Daily Independent (Ashland, KY)


May 8, 2014

Lana Bellamy: Politics vs. government: 05/08/14

ASHLAND — Politics and government are not synonymous. Many people accidentally confuse the close relationship between politics and government to mean they are one in the same, but this is not true.

And never has the difference been as important as it is today.

In two weeks, Kentucky will open the polls for several exciting local, state and congressional primary elections. Each voter must decide his or her own method of selection, but the question is: Will they play into the politics or use their vote to promote prosperity?

As a student of political science, I have studied the role of politics in government. Government encapsulates the operations and functions of departments, agencies, elected officials and other similar fields. Politics is more of a sociological study of the role of individuals.

In other words, the base unit of study for politics would be individuals, while the base unit of study for government is more similar to institutions.

To bypass the scholar talk, my point is a hefty amount of politics is being played in Kentucky right now.

In Boyd County alone, there will be upwards of seven elections with nearly all candidates facing primaries opponents. If most of the other 119 counties in Kentucky are facing these circumstances, just imagine the amount of campaigning happening in the Bluegrass. Political campaigns are meant to encourage, persuade and inform voters on behalf of election-runners. But somehow, the informational motive of campaigning has fallen by the wayside, in favor of what are called “smear” campaigns run by mudslinging candidates.

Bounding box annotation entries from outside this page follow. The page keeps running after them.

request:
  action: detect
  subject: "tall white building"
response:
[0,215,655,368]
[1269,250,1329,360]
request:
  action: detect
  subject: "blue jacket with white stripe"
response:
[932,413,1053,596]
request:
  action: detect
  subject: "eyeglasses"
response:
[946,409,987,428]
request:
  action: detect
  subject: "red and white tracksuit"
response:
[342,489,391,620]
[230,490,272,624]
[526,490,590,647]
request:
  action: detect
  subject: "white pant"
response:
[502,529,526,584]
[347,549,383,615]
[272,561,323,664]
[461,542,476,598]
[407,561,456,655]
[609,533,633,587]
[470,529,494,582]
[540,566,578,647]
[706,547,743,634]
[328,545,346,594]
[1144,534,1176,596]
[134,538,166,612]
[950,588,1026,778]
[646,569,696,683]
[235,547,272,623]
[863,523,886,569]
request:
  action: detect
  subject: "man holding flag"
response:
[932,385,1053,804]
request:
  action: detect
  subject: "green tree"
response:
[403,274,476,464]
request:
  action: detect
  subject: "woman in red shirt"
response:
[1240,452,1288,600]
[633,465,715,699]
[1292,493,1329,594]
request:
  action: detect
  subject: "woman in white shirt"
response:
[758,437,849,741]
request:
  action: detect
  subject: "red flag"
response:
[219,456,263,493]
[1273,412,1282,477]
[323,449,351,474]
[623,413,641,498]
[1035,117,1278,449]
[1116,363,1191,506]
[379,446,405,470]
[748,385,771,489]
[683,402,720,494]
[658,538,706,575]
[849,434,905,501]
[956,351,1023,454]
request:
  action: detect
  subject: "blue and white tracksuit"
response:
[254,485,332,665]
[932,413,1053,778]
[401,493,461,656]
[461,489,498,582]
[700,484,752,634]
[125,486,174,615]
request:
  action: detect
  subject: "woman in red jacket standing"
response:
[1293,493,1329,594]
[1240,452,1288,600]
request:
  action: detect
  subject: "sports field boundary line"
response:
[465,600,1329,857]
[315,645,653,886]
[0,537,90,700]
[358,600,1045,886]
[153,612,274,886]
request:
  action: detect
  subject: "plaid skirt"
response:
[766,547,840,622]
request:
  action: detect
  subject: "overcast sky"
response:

Because of this, the whole subject of politics gets a bad reputation. I am not naive; I know hundreds of people love nothing better than to indulge in the negativity and drama of smear campaigns. And when they head to the polls on May 20, they will have no problem casting a vote in the name of snubbing someone else.

However, I encourage voters to refrain from that behavior and not get wrapped up in the politics, the personal relationships, the sociological motives of individuals. Instead, focus on what a candidate can do to improve the bigger picture, how he or she can better government, as a whole.

Ask yourself these types of questions: Can the candidate improve our governing institutions? Can the candidate manage his or her adherent departments? Does the candidate promote efficiency and fairness in all governmental functions?

You have two weeks to figure it out. Choose to rise above and make our community a better place.